It is World AIDS Day, and the devastation the disease has caused around the globe is sobering and grim. But there is cause for quite a lot of hope as education and new advancements in medicine help those infected live healthier lives.
Until a cure is found, preventing the disease from spreading continues to be of paramount importance.
One way to do that is by using a condom during sexual activity. That’s easier said than done, though, for all kinds of reasons – social, religious, political and even logistical.
But it was a surprise delivery of 1.2 million French condoms nearly their expiration date that got Milwaukee artist Niki Johnson thinking about innovative ways to talk about intimacy. The result is the group exhibit entitled Preservatif.
Lake Effect's Bonnie North spoke with and Johnson and Milwaukee Magazine's Claire Hanan, who profiled the Preservatif project in the December issue.
"[Johnson] and another artist Kim Hindman reached out to many artists and asked for proposals to turn this into a group show," Hanan says. "All of the artists were allowed to use as many condoms as they needed to with the theme of the show kind of being sexual health and awareness about that, and also kind of making sure that it's a more comfortable conversation that needs to be had."

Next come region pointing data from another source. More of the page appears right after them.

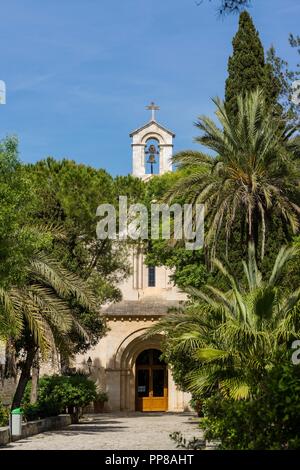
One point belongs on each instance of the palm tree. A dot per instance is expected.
(38, 313)
(254, 172)
(235, 336)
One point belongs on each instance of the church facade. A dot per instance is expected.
(125, 363)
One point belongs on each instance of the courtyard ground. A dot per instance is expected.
(115, 431)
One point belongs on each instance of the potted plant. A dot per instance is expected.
(99, 401)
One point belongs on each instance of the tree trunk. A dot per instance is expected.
(35, 379)
(24, 377)
(10, 369)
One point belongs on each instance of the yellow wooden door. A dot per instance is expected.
(151, 385)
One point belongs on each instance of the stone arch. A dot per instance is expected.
(125, 359)
(153, 135)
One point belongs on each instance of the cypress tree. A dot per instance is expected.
(247, 68)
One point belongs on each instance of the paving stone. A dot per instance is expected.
(115, 431)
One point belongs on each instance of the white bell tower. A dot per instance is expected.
(154, 132)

Niki Johnson's Eggs Benedict piece caught the interest of a French condom company. The woven portrait of Pope Benedict made out of condoms was created in response to his various statements concerning HIV and sex. The company decided to send their extra products her way.
"We were taking, as a group, what was headed straight for a landfill and giving it another life," Johnson says.
Niki Johnson is the current Pfister Artist in Residence. She and Kim Hindman, who is based in Colorado, are the curators of the Preservatif exhibition. It opens today at The Fortress, which is part of the former Schlitz Brewing Complex in Brewer's Hill.